THINGS FALL APART
- it-says
- Sep 28, 2024
- 7 min read
Updated: Oct 4, 2024
REFLECTIONS ON LOVE AND DATING

It has been 7 years since my last relationship. Seven years of singlehood! Strange? Yeah, I know.
Several years back, this wouldn't make the headline. It's interesting what we now see as normalcy and as achievement. I genuinely don’t understand why we now have slapping competitions-- does that even make sense? Why should there be a world record holder for the best slapper? Why? Imagine yourself with a slapping championship belt, and being introduced as 'the world’s most resilient, all-time best slapper' even being called for interviews on how to slap. Funny as it sounds, It still doesn’t add up. Several years back it was normal to be single, like it was to be vegetarian and vegan. Today, if you follow a plant-based diet, many think you are missing out, questioning both the why and how. It's as if, in just a few years, the human digestive system changed and those who didn't follow suit, are the weaker species soon to be wiped out. But did you know that some of the strongest land animals are vegan?

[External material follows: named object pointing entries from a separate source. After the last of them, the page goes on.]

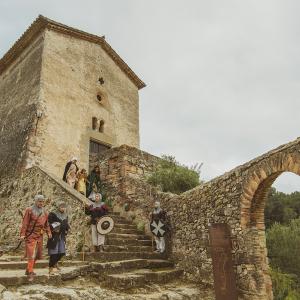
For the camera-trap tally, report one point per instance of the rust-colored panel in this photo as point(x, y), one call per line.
point(224, 276)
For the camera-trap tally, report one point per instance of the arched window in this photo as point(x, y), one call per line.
point(101, 127)
point(94, 123)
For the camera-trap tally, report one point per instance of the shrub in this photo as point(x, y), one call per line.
point(284, 286)
point(283, 243)
point(173, 177)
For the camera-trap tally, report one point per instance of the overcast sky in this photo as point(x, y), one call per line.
point(222, 76)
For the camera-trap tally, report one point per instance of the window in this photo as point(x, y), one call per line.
point(101, 127)
point(94, 123)
point(97, 148)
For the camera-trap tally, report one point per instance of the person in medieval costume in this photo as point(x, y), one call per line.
point(158, 219)
point(72, 175)
point(58, 221)
point(93, 183)
point(68, 165)
point(81, 181)
point(34, 225)
point(97, 210)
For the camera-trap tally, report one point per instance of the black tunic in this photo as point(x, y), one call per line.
point(96, 212)
point(161, 216)
point(67, 167)
point(64, 228)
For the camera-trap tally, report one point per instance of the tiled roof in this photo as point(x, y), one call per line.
point(42, 23)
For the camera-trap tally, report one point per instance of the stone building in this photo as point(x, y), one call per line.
point(64, 92)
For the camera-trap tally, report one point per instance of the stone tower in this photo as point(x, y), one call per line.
point(64, 92)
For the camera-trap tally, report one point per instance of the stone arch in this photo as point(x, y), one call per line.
point(258, 181)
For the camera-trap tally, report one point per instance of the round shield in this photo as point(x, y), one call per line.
point(105, 225)
point(158, 228)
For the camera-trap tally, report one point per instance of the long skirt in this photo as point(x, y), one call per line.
point(34, 248)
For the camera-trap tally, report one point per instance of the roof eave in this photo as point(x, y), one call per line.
point(42, 22)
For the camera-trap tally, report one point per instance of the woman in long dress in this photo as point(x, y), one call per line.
point(81, 183)
point(59, 225)
point(72, 175)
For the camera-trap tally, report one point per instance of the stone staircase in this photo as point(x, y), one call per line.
point(127, 262)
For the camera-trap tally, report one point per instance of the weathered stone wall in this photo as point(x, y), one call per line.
point(124, 171)
point(16, 195)
point(69, 87)
point(236, 198)
point(19, 95)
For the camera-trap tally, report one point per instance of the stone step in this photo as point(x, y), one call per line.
point(100, 270)
point(18, 277)
point(128, 248)
point(14, 265)
point(138, 236)
point(141, 277)
point(116, 241)
point(121, 220)
point(125, 226)
point(126, 231)
point(115, 256)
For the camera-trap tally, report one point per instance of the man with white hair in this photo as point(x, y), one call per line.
point(34, 225)
point(73, 161)
point(158, 226)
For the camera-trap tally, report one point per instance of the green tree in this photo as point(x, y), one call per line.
point(284, 285)
point(174, 177)
point(283, 243)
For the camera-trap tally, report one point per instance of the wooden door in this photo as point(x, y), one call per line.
point(224, 275)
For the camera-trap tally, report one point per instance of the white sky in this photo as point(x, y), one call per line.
point(222, 76)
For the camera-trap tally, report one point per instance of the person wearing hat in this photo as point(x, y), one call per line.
point(96, 210)
point(71, 164)
point(59, 225)
point(34, 225)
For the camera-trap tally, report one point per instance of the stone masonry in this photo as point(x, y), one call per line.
point(236, 198)
point(60, 89)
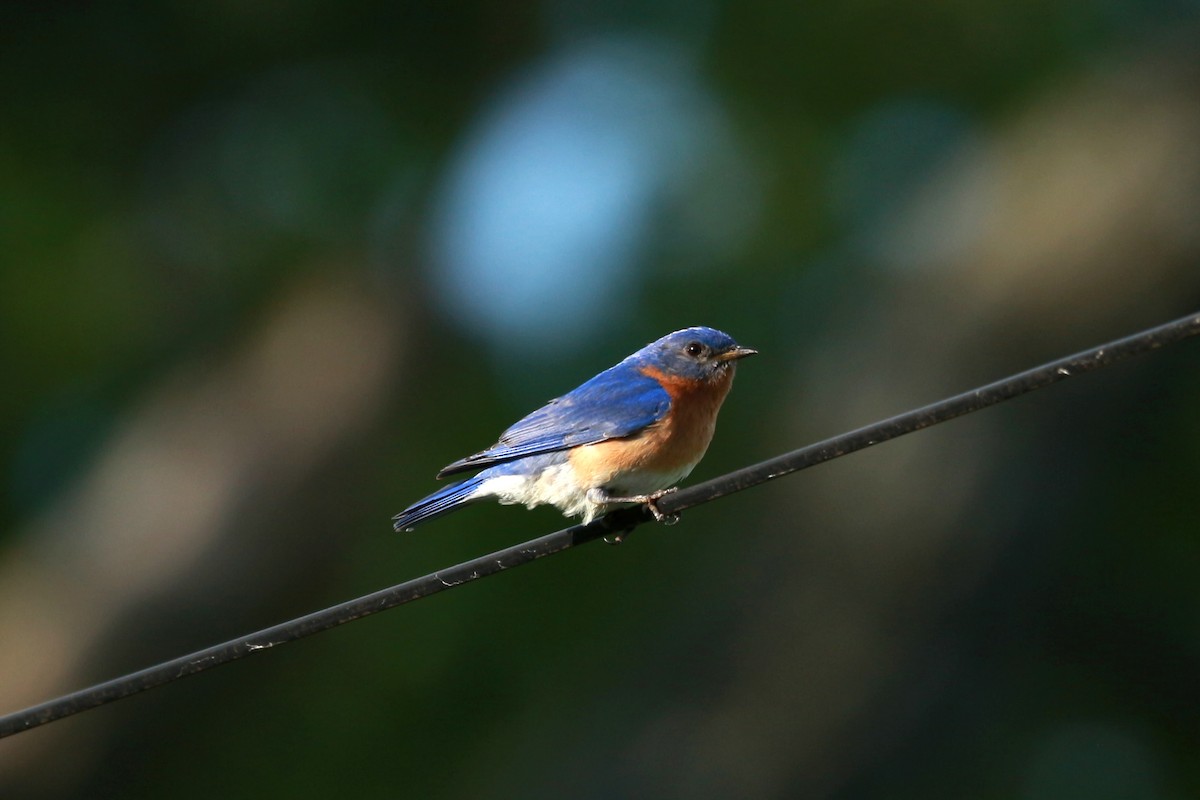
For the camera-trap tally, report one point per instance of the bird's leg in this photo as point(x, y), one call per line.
point(600, 495)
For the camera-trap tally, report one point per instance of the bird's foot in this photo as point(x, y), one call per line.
point(649, 500)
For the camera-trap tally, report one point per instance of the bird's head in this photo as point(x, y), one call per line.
point(694, 354)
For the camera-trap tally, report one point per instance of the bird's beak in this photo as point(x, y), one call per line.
point(736, 353)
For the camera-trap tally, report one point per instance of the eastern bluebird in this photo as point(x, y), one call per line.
point(627, 435)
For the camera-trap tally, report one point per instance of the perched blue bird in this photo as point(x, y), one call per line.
point(627, 435)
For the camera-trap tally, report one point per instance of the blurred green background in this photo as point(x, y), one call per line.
point(265, 268)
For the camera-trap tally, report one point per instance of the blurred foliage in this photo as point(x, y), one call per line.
point(171, 170)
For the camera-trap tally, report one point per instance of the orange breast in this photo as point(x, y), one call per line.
point(672, 444)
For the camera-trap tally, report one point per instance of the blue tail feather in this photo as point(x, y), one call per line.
point(437, 504)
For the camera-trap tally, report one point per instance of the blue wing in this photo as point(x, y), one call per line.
point(617, 403)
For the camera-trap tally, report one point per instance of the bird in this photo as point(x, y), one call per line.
point(628, 435)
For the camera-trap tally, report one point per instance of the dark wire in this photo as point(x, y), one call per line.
point(622, 521)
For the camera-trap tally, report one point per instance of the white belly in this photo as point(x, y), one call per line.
point(558, 486)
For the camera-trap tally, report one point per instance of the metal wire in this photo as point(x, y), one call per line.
point(619, 522)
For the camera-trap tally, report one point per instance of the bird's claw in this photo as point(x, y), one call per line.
point(652, 503)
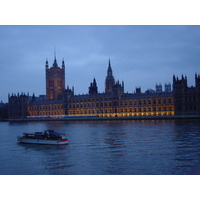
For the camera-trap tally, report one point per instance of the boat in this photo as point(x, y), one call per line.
point(45, 137)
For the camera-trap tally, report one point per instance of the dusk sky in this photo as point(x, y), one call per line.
point(141, 56)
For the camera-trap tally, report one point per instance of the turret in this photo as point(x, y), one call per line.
point(93, 87)
point(110, 81)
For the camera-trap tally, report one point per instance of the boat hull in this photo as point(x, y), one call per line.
point(42, 141)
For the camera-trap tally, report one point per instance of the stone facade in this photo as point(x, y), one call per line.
point(183, 100)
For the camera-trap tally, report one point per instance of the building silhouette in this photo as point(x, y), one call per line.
point(55, 81)
point(61, 101)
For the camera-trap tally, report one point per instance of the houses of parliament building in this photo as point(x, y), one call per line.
point(114, 102)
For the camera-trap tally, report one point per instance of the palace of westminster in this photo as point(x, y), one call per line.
point(60, 101)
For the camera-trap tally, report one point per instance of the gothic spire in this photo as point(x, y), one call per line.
point(109, 71)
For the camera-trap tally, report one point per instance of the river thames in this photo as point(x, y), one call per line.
point(151, 147)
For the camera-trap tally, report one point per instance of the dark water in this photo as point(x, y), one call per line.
point(110, 148)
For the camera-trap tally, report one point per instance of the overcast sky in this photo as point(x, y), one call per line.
point(140, 56)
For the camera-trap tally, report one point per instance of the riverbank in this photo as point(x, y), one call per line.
point(108, 118)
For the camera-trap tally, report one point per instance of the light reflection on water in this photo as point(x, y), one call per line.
point(109, 147)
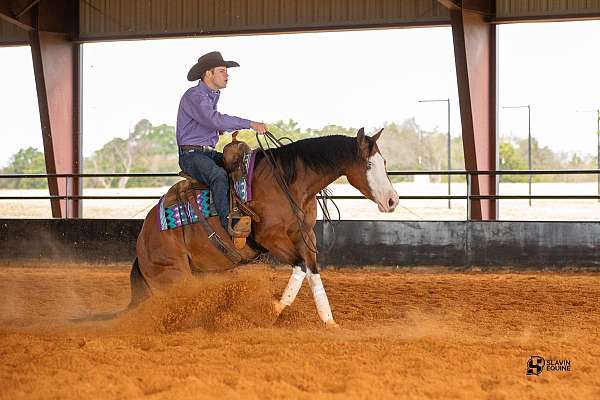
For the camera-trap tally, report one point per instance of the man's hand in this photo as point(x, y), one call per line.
point(259, 127)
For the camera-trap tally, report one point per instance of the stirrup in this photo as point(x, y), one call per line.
point(240, 231)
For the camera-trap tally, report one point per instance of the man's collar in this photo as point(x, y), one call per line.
point(204, 87)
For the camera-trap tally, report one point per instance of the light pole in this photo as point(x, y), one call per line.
point(597, 111)
point(528, 106)
point(449, 145)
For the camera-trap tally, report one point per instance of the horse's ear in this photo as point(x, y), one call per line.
point(376, 136)
point(360, 136)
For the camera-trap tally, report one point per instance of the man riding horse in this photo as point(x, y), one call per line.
point(284, 182)
point(199, 125)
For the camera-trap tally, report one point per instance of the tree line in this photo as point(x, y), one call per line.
point(405, 146)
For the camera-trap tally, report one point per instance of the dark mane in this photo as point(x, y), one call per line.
point(321, 154)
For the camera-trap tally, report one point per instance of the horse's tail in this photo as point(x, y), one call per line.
point(140, 290)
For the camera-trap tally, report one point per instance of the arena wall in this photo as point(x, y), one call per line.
point(350, 243)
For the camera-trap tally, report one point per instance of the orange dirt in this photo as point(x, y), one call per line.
point(409, 334)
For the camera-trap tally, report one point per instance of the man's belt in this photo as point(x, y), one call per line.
point(190, 147)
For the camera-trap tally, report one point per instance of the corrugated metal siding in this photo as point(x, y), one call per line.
point(138, 18)
point(545, 8)
point(12, 35)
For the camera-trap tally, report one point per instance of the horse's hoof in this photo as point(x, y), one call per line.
point(331, 324)
point(278, 307)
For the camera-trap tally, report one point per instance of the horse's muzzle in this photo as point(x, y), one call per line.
point(389, 203)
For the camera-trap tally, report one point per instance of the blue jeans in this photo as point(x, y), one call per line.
point(206, 167)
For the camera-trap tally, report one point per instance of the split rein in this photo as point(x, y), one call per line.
point(272, 142)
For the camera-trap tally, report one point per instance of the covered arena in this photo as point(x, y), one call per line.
point(472, 309)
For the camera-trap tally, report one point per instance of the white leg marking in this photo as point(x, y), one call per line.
point(294, 284)
point(380, 185)
point(320, 297)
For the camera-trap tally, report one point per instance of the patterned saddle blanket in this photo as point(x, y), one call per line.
point(175, 210)
point(182, 213)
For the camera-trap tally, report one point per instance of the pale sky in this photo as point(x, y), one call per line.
point(359, 78)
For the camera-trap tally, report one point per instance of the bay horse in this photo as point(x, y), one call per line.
point(308, 166)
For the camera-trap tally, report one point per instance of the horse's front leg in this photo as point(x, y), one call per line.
point(321, 301)
point(309, 269)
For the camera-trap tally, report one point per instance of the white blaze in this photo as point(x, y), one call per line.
point(380, 185)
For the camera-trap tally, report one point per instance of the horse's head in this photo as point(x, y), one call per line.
point(369, 174)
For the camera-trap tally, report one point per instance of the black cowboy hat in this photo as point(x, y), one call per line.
point(209, 61)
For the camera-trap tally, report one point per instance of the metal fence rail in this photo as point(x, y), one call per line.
point(469, 175)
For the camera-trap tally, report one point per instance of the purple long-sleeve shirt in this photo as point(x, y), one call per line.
point(199, 122)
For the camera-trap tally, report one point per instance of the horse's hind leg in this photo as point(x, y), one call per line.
point(140, 290)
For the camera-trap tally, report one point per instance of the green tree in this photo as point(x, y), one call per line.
point(25, 161)
point(147, 148)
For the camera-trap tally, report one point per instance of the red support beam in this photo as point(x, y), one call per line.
point(475, 56)
point(56, 63)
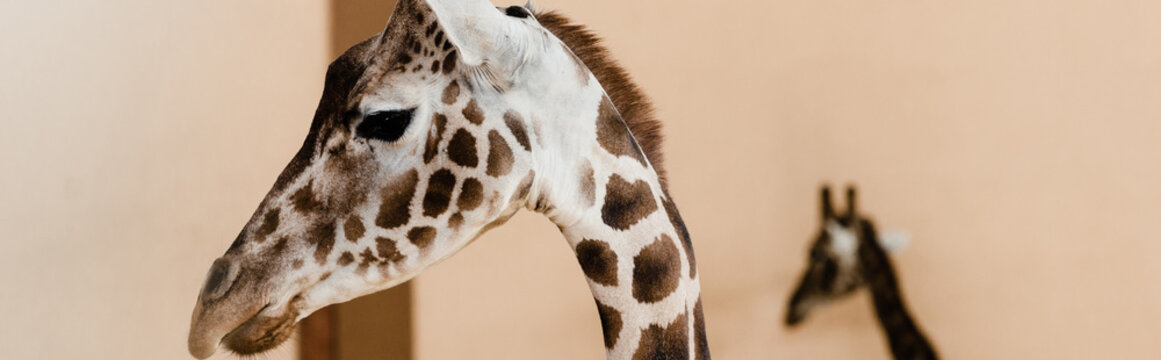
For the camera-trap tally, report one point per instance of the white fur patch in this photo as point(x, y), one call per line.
point(843, 242)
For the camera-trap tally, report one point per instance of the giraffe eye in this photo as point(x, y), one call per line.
point(386, 126)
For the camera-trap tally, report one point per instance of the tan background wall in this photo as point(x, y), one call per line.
point(137, 138)
point(1017, 141)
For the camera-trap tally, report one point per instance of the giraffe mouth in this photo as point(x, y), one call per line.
point(265, 330)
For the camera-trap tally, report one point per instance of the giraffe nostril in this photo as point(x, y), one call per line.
point(221, 276)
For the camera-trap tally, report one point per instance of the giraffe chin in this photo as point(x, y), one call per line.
point(264, 330)
point(260, 333)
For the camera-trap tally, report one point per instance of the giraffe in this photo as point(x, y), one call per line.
point(849, 254)
point(438, 129)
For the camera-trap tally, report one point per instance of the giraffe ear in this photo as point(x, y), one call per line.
point(491, 45)
point(828, 209)
point(894, 240)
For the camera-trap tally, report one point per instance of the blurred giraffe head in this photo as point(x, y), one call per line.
point(834, 266)
point(425, 137)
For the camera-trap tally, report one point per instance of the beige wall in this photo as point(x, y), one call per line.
point(137, 138)
point(1017, 141)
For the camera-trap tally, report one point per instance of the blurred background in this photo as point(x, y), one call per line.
point(1019, 143)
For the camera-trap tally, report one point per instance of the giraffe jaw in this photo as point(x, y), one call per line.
point(247, 332)
point(265, 330)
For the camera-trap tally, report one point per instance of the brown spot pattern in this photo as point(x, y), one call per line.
point(656, 271)
point(387, 250)
point(353, 228)
point(451, 92)
point(473, 113)
point(598, 261)
point(613, 135)
point(366, 259)
point(422, 236)
point(455, 221)
point(610, 323)
point(395, 209)
point(303, 199)
point(346, 258)
point(462, 149)
point(471, 194)
point(269, 223)
point(432, 148)
point(626, 203)
point(516, 123)
point(322, 236)
point(439, 193)
point(499, 155)
point(683, 234)
point(671, 342)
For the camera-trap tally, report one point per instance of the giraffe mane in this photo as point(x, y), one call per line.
point(636, 109)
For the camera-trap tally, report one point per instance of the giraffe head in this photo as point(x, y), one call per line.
point(426, 135)
point(835, 267)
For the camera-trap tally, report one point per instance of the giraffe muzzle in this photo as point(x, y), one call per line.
point(225, 303)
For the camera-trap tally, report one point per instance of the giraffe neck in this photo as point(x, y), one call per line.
point(903, 335)
point(628, 237)
point(643, 280)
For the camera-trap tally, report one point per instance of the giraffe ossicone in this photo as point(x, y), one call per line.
point(438, 129)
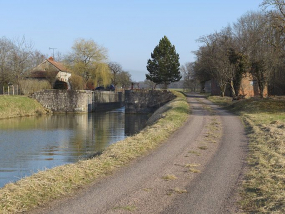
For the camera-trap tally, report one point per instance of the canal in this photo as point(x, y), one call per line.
point(30, 144)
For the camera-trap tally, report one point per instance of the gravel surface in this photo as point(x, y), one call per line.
point(197, 170)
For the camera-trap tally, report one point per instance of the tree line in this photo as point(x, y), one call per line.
point(253, 44)
point(87, 61)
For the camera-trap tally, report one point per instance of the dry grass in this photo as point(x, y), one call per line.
point(264, 186)
point(45, 186)
point(169, 177)
point(19, 106)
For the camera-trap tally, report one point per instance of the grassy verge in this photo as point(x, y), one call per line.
point(264, 186)
point(19, 106)
point(45, 186)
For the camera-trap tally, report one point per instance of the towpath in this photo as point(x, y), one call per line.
point(197, 170)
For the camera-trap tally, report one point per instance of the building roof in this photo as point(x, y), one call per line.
point(58, 65)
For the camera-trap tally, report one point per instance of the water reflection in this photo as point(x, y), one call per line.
point(35, 143)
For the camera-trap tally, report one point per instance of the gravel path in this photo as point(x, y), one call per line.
point(197, 170)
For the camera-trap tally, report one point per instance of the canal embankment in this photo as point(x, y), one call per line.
point(19, 106)
point(48, 185)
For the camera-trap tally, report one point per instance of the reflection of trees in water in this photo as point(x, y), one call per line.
point(33, 143)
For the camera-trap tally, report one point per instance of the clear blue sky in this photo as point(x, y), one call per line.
point(129, 29)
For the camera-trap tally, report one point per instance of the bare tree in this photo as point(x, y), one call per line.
point(254, 32)
point(6, 47)
point(124, 79)
point(88, 60)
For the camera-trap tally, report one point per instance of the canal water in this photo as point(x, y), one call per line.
point(30, 144)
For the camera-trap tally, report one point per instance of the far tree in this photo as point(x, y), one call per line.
point(115, 69)
point(189, 82)
point(88, 60)
point(124, 79)
point(163, 67)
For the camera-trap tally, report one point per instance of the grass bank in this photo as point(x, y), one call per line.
point(264, 186)
point(19, 106)
point(45, 186)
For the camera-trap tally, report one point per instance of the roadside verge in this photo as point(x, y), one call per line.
point(263, 187)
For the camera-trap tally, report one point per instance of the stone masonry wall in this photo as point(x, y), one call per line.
point(77, 100)
point(146, 101)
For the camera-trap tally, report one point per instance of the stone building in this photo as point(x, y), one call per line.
point(248, 87)
point(53, 72)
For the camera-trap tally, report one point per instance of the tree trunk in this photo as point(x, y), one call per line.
point(233, 89)
point(223, 89)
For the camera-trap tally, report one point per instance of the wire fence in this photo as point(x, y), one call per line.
point(9, 90)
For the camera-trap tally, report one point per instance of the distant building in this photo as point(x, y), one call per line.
point(53, 72)
point(248, 87)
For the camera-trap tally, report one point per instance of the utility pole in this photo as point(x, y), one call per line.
point(52, 51)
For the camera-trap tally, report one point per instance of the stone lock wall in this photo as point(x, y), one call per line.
point(146, 101)
point(78, 100)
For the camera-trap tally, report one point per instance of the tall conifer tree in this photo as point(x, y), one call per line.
point(164, 64)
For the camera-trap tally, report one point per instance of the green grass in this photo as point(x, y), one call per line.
point(19, 106)
point(48, 185)
point(263, 189)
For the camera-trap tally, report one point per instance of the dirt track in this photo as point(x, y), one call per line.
point(196, 171)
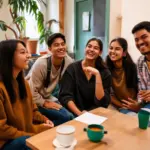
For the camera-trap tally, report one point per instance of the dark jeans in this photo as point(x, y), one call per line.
point(57, 116)
point(17, 144)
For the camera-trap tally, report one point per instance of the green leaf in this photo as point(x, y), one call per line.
point(3, 25)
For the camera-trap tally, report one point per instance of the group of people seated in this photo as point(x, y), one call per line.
point(58, 89)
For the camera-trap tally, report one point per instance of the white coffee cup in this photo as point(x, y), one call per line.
point(65, 134)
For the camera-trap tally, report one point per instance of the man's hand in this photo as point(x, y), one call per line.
point(49, 123)
point(52, 105)
point(131, 105)
point(144, 95)
point(82, 112)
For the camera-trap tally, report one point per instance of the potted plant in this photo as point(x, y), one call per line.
point(17, 9)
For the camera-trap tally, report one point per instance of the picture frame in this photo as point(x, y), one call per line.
point(86, 21)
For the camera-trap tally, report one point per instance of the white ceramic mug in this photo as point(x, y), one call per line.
point(65, 134)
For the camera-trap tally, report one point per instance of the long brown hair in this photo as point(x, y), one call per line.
point(7, 50)
point(128, 64)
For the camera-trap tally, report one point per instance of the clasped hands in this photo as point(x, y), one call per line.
point(131, 104)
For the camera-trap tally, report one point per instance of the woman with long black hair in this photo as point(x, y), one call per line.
point(124, 76)
point(86, 83)
point(19, 117)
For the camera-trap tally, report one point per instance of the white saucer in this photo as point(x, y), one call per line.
point(60, 147)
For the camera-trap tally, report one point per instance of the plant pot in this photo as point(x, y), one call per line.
point(32, 45)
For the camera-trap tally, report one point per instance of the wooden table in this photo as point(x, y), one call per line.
point(123, 134)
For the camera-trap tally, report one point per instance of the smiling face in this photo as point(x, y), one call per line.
point(21, 58)
point(58, 48)
point(142, 41)
point(92, 50)
point(115, 51)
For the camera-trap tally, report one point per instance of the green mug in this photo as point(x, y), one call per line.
point(143, 117)
point(95, 132)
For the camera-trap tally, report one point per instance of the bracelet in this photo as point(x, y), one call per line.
point(98, 82)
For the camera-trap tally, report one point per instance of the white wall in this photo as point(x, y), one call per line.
point(115, 19)
point(69, 24)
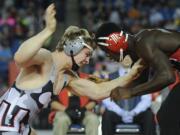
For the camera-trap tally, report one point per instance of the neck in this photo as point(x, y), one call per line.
point(131, 45)
point(61, 61)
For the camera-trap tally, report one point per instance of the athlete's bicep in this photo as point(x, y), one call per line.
point(41, 57)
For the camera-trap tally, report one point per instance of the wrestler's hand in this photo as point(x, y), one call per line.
point(50, 18)
point(96, 79)
point(120, 93)
point(136, 69)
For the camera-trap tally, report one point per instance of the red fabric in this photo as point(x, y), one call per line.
point(115, 46)
point(176, 55)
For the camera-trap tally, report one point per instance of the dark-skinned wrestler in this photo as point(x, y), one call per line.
point(156, 47)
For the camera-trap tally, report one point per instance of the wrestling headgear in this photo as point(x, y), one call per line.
point(115, 42)
point(73, 47)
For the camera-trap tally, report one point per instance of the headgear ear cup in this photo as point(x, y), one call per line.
point(115, 45)
point(75, 46)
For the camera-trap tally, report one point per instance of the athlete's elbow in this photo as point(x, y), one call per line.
point(18, 58)
point(98, 94)
point(170, 78)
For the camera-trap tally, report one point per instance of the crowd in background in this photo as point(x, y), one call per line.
point(133, 15)
point(20, 19)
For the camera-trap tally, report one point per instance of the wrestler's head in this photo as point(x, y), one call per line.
point(112, 40)
point(77, 44)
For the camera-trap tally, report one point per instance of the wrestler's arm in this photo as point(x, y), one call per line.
point(101, 90)
point(163, 72)
point(25, 56)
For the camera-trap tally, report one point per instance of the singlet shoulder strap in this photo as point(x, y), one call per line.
point(65, 80)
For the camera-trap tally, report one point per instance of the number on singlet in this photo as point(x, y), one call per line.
point(13, 118)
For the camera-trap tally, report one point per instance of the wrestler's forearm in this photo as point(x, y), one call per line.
point(101, 90)
point(31, 46)
point(57, 106)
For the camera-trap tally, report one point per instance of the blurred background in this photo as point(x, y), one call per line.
point(21, 19)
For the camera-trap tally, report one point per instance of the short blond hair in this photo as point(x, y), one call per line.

Dating is today considered as a societal norm, and being single makes many feel like the odd one out. Seven years of being single? This came with a tag. People assume I need 'help', even my own mother. She one day said to me "Ka otami, to bi mondo amanyni." She offered to find a partner for me, though she meant a wife, not a girlfriend. For our parents, the transition from singlehood was meant to be to a wife or husband. This has changed too.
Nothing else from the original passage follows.